The water still might be poisoned, so Gisela took a small sip, then another. It felt good on her raw, burning throat, and since it tasted good, she drank some more.

But no, Evfemia wouldn’t poison her now. Ruexner might not pay her if his prey was dead. Terror gripped Gisela, squeezing the air from her chest. “Help me escape, God,” she rasped. I must escape. To be in Ruexner’s clutches would be worse than death.

Her chamber was too high for her to jump out of the window without killing herself, or at least breaking her legs. She studied her door for the hundredth time. The cracks around it were tiny. If she had something small and thin she might be able to stick it through the crack and lift the crossbar. But how would she ever find anything thin enough to fit through the crack that would also be strong enough to lift the bar?

She found a pair of cutting shears and began stabbing it into the door, over and over, but was only able to hack off a few splinters after several minutes.

Why didn’t Wido or Miep come to help her? Evfemia must have sent them away, or threatened them, or otherwise made them too afraid to help her.

Gisela alternately prayed, her hands clasped together and her head bowed, her fingers caressing her iron cross, and rushed around the chamber trying to find something she could use to break down her door. She beat at it with a brick from the fireplace. She hacked yet more with the shears. She sat on the floor and cried. But crying did no good at all.

Footsteps. Someone was coming up the stairs. “Please let me out!” Gisela cried, getting to her knees and leaning against the door.

“Don’t worry, my dear,” came Evfemia’s cheerful voice. “Your new master, Friedric Ruexner, will be here soon—any moment now, in fact — and he will let you out. Irma, Contzel, and I are leaving to go to the tournament and then to the ball. But we will tell your Valten that you won’t be there because you have run off with another man. I am sure Rainhilda will help him forget you.” She laughed as her footsteps echoed down the stairs.

Gisela’s heart froze inside her. No, no, no. Please, God! Don’t let her do it. Don’t let her win.

The window was her only hope. She got up and hurried over to look out, hoping this time someone would be there, on the rutted road that led up to her house, or down below where Wido’s flowers grew, the ones he so lovingly cultivated. Wido. Why wouldn’t he help her? How could he be such a coward?

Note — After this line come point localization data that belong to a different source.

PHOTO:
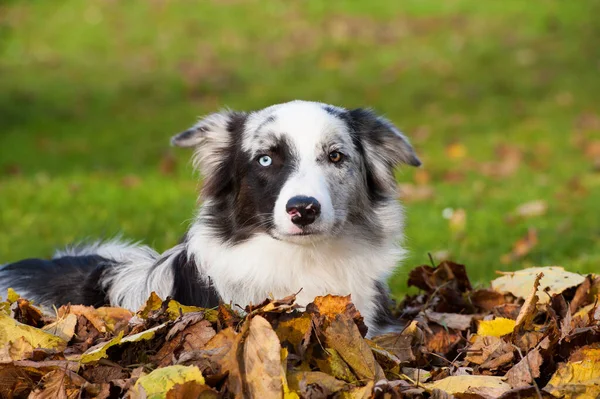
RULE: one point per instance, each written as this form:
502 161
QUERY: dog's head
298 171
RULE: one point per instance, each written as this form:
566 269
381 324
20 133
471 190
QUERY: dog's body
298 197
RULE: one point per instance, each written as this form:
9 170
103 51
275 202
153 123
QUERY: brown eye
335 156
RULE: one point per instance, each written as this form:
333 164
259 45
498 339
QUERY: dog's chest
263 267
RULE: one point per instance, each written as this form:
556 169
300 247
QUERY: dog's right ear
212 139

Of course, he was old, although Miep was not so old, and if they lost their place with Evfemia, they might have a hard time finding another. They could starve if they didn’t find work.

Gisela stayed by the window, hearing the crunch of wheels on the road. Soon, Evfemia’s carriage came into view around the side of the house.

Gisela stepped back from the window so her stepmother and stepsisters couldn’t see and gloat over her. The carriage rolled away, and tears once again fell from her eyes. But she couldn’t be crying. She had to do something. But what? She had tried everything she knew, everything she could think of, and she was well and truly trapped.


God had helped her before. Many times in the past, when she prayed for God’s intervention, something unexpected would happen. Once when Evfemia was trying to sell Kaeleb, the man who wanted to buy him changed his mind. And when her stepmother tried to marry Gisela off to an odious man from another town, that man couldn’t raise the money she was asking for, and he didn’t come back.

Not that Gisela would have married him. She had planned to run away to Hagenheim Castle and beg them to give her a job as a servant, a scullery maid, anything. She might have run away anyway, but she couldn’t bear to leave her horses, and she still held out hope that somehow, some way, Evfemia would leave, would perhaps remarry and take her ugly daughters with her. Then Gisela would no longer be a nobody, she would be the owner of the Mueller house.

But instead of waiting around for Evfemia to come to some bad end, she should have left. She should have done anything rather than let her trap her like this.

Once when she was a child, she’d imagined her stepmother being killed by a band of knights for her cruelty to Gisela. But she had frightened herself with that dark thought and asked God to forgive her.

Perhaps now she was being punished for having those murderous thoughts.

But no. God was not like that. Evfemia was like that. She’d punish a person even after they had repented, but God would not. Besides, God had done good things for her in the past two weeks. Valten had come to her aid when she was accosted by Ruexner in the street. And she had been in the right place at the right time to see Ruexner’s squire put deadly water hemlock in Sieger’s food, so that she was able to save him.

And best of all, Valten had worn her colors and chosen her as the Queen of Beauty and Love.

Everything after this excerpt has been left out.